Lagipula, mereka sendiri siapa? Akutagawa tak dapat mengingat satupun sosok orang yang bisa ia anggap teman 'dekat'. Saisei dan Saku teman berharganya, tapi jika ditanya perihal ini, mereka juga sama tidak mengertinya dengan Hori. Jadi, 'teman' itu ... siapa? Ia tak merasa dirinya cukup 'terbuka' untuk memiliki satu atau dua.

Ketika pikirannya sedang tak menentu, terkadang ada sesuatu yang membuatnya merasa keberadaannya sungguh mengganggu. Entahlah, yang ia pahami hanya betapa 'jauh' dirinya dari orang di sekitarnya. Ia dekat dengan Dazai, begitupun Hori, tapi ada yang kurang. Bagai ada pembatas yang memisahkannya dengan orang-orang di sini, bagai—

(Orang yang amat kesepian)

"Akutagawa-san tahu Shinshichou?"

"Tidak sama sekali."

"Itu majalah doujinshi yang dibuat teman-teman Akutagawa-san semasa kuliah." Hori sudah kembali tenang. "Shinshichou angkatan Akutagawa-san paling sering jadi sorotan pada masa itu."

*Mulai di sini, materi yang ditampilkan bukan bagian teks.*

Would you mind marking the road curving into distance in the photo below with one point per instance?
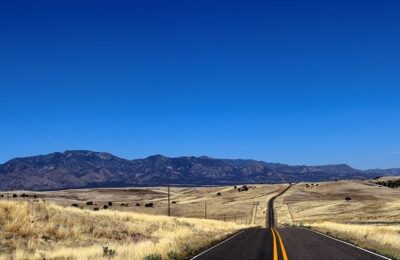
(274, 243)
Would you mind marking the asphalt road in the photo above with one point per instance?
(283, 243)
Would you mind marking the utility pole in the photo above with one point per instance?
(169, 204)
(205, 210)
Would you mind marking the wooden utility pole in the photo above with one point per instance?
(205, 210)
(169, 203)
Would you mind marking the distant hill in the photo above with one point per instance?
(87, 169)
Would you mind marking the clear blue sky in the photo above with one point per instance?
(314, 82)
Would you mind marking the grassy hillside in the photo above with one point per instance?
(369, 218)
(38, 230)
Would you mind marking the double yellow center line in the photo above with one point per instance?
(275, 248)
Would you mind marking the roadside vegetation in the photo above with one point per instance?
(360, 212)
(42, 230)
(382, 238)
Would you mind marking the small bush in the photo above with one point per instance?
(149, 205)
(153, 257)
(108, 251)
(172, 255)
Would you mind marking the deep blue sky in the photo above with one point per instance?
(314, 82)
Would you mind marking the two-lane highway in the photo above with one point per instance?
(274, 243)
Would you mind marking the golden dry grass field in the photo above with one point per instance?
(47, 227)
(371, 219)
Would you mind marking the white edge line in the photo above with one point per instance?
(220, 243)
(347, 243)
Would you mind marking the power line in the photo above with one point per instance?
(33, 130)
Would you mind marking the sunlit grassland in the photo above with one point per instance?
(39, 230)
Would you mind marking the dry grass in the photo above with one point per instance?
(371, 219)
(384, 239)
(231, 205)
(37, 230)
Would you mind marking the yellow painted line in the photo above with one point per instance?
(282, 246)
(275, 249)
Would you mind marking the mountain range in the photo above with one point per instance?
(88, 169)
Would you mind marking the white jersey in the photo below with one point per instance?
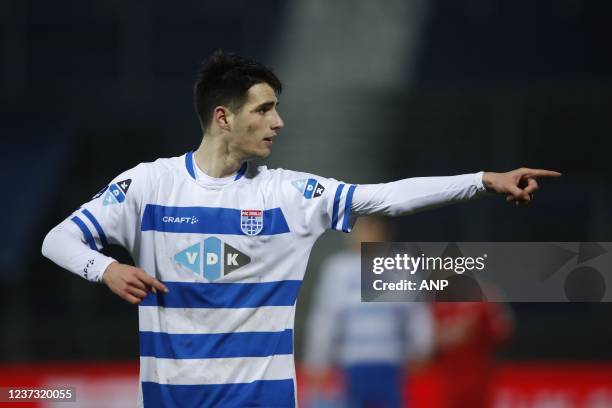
(233, 256)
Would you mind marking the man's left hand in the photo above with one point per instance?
(518, 185)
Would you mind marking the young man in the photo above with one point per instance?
(221, 246)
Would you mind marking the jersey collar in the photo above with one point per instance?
(189, 164)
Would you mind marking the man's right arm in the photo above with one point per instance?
(110, 217)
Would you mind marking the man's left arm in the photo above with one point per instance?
(411, 195)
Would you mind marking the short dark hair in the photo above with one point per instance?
(224, 79)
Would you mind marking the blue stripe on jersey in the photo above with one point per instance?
(189, 164)
(218, 345)
(336, 205)
(262, 393)
(241, 171)
(207, 220)
(85, 231)
(225, 295)
(347, 208)
(98, 227)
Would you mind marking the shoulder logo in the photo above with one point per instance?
(251, 221)
(116, 192)
(211, 258)
(310, 188)
(99, 193)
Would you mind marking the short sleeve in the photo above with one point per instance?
(112, 216)
(317, 203)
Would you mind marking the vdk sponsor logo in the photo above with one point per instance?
(211, 258)
(310, 188)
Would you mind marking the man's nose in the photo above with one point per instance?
(278, 123)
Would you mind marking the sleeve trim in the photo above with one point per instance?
(336, 205)
(97, 226)
(86, 232)
(347, 209)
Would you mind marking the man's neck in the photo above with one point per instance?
(215, 159)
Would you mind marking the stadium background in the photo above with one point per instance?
(373, 92)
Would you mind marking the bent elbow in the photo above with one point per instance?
(46, 246)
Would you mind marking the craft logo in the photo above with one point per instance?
(180, 220)
(310, 188)
(116, 192)
(251, 221)
(211, 258)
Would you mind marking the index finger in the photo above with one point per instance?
(151, 281)
(540, 173)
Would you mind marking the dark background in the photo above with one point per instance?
(91, 88)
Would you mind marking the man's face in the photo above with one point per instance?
(256, 124)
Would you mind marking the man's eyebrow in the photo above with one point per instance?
(268, 104)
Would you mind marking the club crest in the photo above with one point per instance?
(251, 221)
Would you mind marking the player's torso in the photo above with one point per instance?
(237, 233)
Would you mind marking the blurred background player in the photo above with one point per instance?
(467, 336)
(371, 342)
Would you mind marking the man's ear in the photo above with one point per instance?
(222, 117)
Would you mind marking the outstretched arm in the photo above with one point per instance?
(518, 185)
(411, 195)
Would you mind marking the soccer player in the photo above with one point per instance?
(221, 245)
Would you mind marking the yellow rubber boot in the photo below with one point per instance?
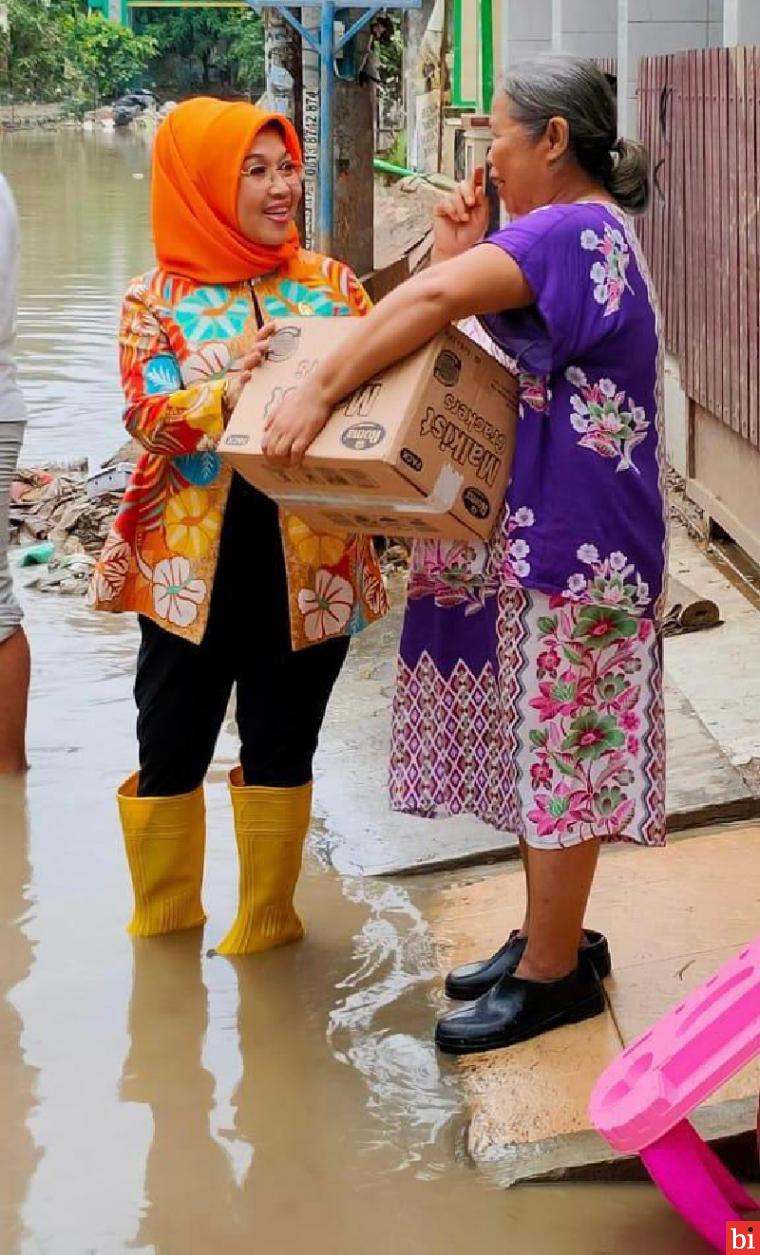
(164, 838)
(270, 828)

"Memangnya ada apa di sana?"

"Uh ..." Mendadak jawabannya hilang, atau bahkan sebenarnya tidak ada di kepala Hori. "Aku lupa. Maaf, Akutagawa-san."

"Nggak apa-apa, Tacchanko." Akutagawa tidak berkecil hati. "Sehabis dengar ceritamu, aku jadi tahu sesuatu."

"Apa?"

"Aku bisa membimbing Tacchanko, meski dalam waktu singkat, hingga dia bisa jadi penulis hebat seperti sekarang ini." Tangan Akutagawa mendarat pada topi Hori. Ia mengelusnya perlahan. "Akutagawa Ryuunosuke di masa lalu juga pasti bangga denganmu."

"Te-terima kasih," balas Hori terbata. "Aku yakin Akutagawa-san akan mengingat semuanya secepatnya."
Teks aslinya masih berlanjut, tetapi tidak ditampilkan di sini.